Ronald Wright
- Birth name: Ronald William James Wright
- Date of birth: 6 May 1949
- Date of death: 11 October 1983 (aged 34)
- Place of death: Hillingdon, England

Rugby union career
- Position(s): Lock

Amateur team(s)
- Years: Team / Apps / (Points)
- Edinburgh University /  / ()
- Edinburgh Wanderers /  / ()
- Richmond /  / ()

Provincial / State sides
- Years: Team / Apps / (Points)
- -: Edinburgh District /  / ()
- -: Middlesex /  / ()

International career
- Years: Team / Apps / (Points)
- 1972: Scotland 'B' / 1 / (0)
- 1973: Scotland / 1 / (0)

= Ronald Wright (rugby union) =

Scotland international rugby union player

Ronald Wright (6 May 1949 - 11 October 1983) was a Scotland international rugby union player.

==Rugby Union career==

===Amateur career===

He played for Edinburgh University.

He moved on to play for Edinburgh Wanderers.

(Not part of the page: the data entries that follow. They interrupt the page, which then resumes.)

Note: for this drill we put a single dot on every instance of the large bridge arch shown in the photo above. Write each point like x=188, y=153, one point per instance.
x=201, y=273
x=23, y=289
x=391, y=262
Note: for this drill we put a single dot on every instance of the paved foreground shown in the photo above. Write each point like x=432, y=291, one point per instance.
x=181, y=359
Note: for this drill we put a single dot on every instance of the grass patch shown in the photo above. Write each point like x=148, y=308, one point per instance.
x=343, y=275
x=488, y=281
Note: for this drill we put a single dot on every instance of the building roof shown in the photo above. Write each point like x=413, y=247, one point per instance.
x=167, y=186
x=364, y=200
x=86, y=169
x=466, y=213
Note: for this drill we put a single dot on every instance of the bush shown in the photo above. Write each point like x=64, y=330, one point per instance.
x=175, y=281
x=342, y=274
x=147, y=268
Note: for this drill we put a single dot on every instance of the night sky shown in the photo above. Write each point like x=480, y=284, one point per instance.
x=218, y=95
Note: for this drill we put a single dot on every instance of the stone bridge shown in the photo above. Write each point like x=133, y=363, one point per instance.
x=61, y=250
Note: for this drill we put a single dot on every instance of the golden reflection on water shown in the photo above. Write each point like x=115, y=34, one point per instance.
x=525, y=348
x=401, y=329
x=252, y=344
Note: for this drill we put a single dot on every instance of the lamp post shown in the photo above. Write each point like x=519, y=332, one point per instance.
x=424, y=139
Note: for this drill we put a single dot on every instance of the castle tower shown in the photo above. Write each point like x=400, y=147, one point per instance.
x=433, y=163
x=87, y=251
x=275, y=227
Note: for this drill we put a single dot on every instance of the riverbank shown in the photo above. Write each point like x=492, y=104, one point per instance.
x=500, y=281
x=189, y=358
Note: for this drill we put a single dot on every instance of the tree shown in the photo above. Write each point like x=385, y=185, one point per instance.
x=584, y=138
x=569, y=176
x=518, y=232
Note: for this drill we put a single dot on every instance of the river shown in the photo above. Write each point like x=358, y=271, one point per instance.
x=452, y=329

Moving to England, he then played for Richmond in London.

===Provincial career===

He played for Edinburgh District in the Scottish Inter-District Championship.

He played for Middlesex against Gloucestershire in the English county championship of the 1975-76 season.

===International career===

He was capped by Scotland 'B' on 11 November 1972 to play against France 'B' while still playing with Edinburgh University and Edinburgh Wanderers. France 'B' won the match 17 - 15 and The Glasgow Herald noted:

Apart from the solid front row, only one Scot, Wright, did himself justice. It was he that kept Scotland in contention at the touchline, and his aggressive work elsewhere, notably in ruck drive and maul wrestling, should have served as a reminder to others.

While with Edinburgh Wanderers, he made his full senior Scotland debut on 13 January 1973 against France in Paris. It was his only senior cap.